PaddleOCR PP-OCRv4 — Text Region Detection (ONNX)

ONNX export of PaddlePaddle's PP-OCRv4 text-region detector. Despite the ch_ prefix in the filename, the detector itself is largely language-agnostic — script-specific weights live in the recognizer, not the detector.

Re-hosted under Heliosoph for distribution stability — PaddleOCR's GitHub is the authoritative source.

Credit: Baidu / PaddlePaddle OCR team.

What this repo contains

ch_PP-OCRv4_det.onnx    # ~5 MB

The detection stage of a two-stage OCR pipeline. Pair with a recognizer (TrOCR, PP-OCRv4 recognizer, or use Florence-2's <OCR_WITH_REGION> mode as an end-to-end alternative).

Input/output

	Spec
Input name	`x`
Input shape	dynamic — typically `[1, 3, H, W]` where H, W are multiples of 32
Input dtype	float32
Input color order	RGB
Preprocessing	Resize to nearest multiple of 32 (with max dim cap, e.g. 960), normalize by `mean=[0.485, 0.456, 0.406]`, `std=[0.229, 0.224, 0.225]`
Output	Probability map `[1, 1, H, W]`
Postprocessing	Threshold at ~0.3, find connected components, fit minimum-area rectangle or quadrilateral per component

The output is a per-pixel "is this part of a text region?" probability. The postprocessing turns the heatmap into polygons.

How to use

import onnxruntime as ort
import numpy as np
from PIL import Image

sess = ort.InferenceSession("ch_PP-OCRv4_det.onnx")

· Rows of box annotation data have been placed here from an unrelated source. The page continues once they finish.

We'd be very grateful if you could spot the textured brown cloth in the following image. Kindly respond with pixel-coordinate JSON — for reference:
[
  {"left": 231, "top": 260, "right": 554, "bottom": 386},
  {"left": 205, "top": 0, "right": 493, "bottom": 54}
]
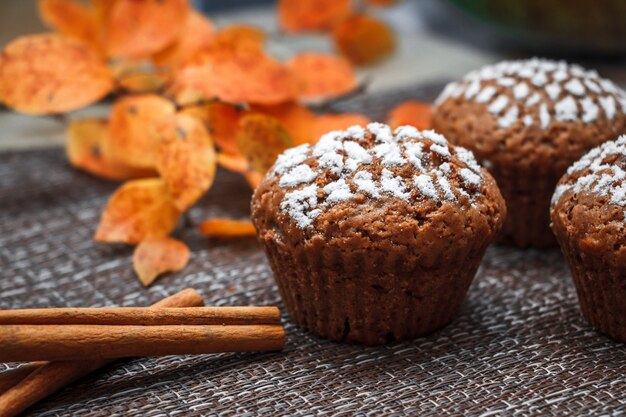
[{"left": 0, "top": 83, "right": 626, "bottom": 416}]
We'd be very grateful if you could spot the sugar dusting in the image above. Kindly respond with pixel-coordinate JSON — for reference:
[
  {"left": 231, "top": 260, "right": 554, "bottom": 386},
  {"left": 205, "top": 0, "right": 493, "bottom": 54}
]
[
  {"left": 552, "top": 135, "right": 626, "bottom": 221},
  {"left": 269, "top": 123, "right": 483, "bottom": 229},
  {"left": 435, "top": 58, "right": 626, "bottom": 129}
]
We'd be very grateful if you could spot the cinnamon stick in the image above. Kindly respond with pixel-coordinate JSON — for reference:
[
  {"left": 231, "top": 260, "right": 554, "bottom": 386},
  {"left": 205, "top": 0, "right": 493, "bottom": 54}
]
[
  {"left": 0, "top": 306, "right": 280, "bottom": 326},
  {"left": 0, "top": 324, "right": 285, "bottom": 362},
  {"left": 0, "top": 288, "right": 204, "bottom": 417},
  {"left": 0, "top": 362, "right": 46, "bottom": 393}
]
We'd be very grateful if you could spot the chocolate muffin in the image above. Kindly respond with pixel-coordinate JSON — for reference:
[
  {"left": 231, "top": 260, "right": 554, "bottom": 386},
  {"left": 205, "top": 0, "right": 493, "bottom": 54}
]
[
  {"left": 550, "top": 136, "right": 626, "bottom": 342},
  {"left": 432, "top": 58, "right": 626, "bottom": 247},
  {"left": 252, "top": 123, "right": 506, "bottom": 345}
]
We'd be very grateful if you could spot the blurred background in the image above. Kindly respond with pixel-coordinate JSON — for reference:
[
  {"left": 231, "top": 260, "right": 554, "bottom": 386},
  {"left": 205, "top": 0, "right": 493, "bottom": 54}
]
[{"left": 0, "top": 0, "right": 626, "bottom": 149}]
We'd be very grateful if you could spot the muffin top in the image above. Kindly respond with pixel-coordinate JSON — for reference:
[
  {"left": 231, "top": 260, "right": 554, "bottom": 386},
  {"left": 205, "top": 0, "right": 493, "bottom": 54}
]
[
  {"left": 551, "top": 135, "right": 626, "bottom": 257},
  {"left": 433, "top": 58, "right": 626, "bottom": 171},
  {"left": 252, "top": 123, "right": 505, "bottom": 249}
]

# Resize maintaining aspect ratio, snap to multiples of 32
img = Image.open("document.jpg").convert("RGB")
img_resized = resize_to_multiple_of_32(img, max_side=960)  # custom helper

arr = (np.asarray(img_resized, dtype=np.float32) / 255.0 - [0.485, 0.456, 0.406]) / [0.229, 0.224, 0.225]
arr = arr.transpose(2, 0, 1)[None, ...]  # 1x3xHxW

prob_map = sess.run(None, {"x": arr})[0][0, 0]  # HxW probability map

# Threshold and extract polygons
binary = (prob_map > 0.3).astype(np.uint8)
polygons = extract_polygons_from_binary_mask(binary)  # custom — see PaddleOCR DBNet postprocess

Reference postprocessing: PaddleOCR's DBNet decoder.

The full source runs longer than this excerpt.